Hacker News new | ask | show | jobs
by trombonechamp 1577 days ago
Once I needed a single LAPACK function (tridiagonal matrix multiplication) in a C Python extension. I spent an eternity trying to link to LAPACK reliably across platforms until giving up and deciding to implement it myself.

My implementation ended up being about 10 lines of code and ran slightly faster (!!!) than the LAPACK function. (I think this is because LAPACK provided numerical stability for special cases which didn't apply to my use case.)

1 comments

It’s because tridiagonal multiplication doesn’t do enough work to benefit from most of the BLAS techniques discussed here.
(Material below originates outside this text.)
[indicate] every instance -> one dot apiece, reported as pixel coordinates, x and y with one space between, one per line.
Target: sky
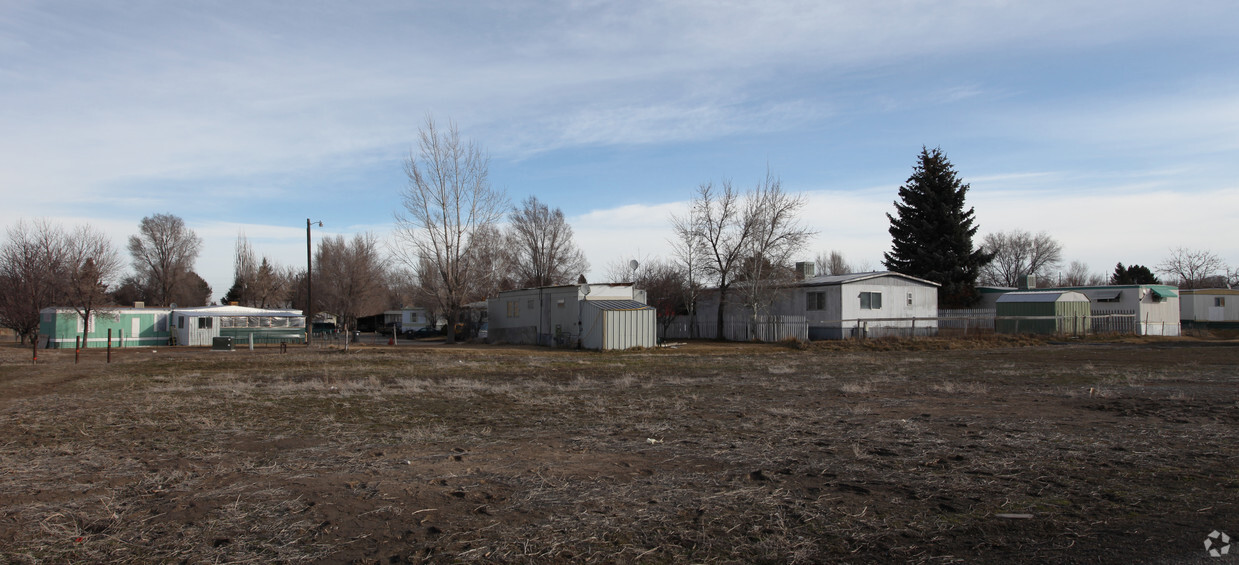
1112 125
You can’t do non-trivial vectorization or cache blocking or threading because there simply isn’t very much work to be done unless your matrix is enormous, so a lot of BLAS implementations will basically just use scalar code for this operation.
That said, it _is_ optimizable, it's just that:

- the gains are the sort of typical 2-8x speed improvements from vectorization, not the multiple-orders-of-magnitude gains that you can get on dense GEMM.

- the absolute number of flops performed is O(n^2) rather than O(n^3) for GEMM, so even if you could make tridiagonal operations infinitely fast, that optimization effort would be better spent on even small speedups to the O(n^3) work that probably comprises other parts of your algorithm.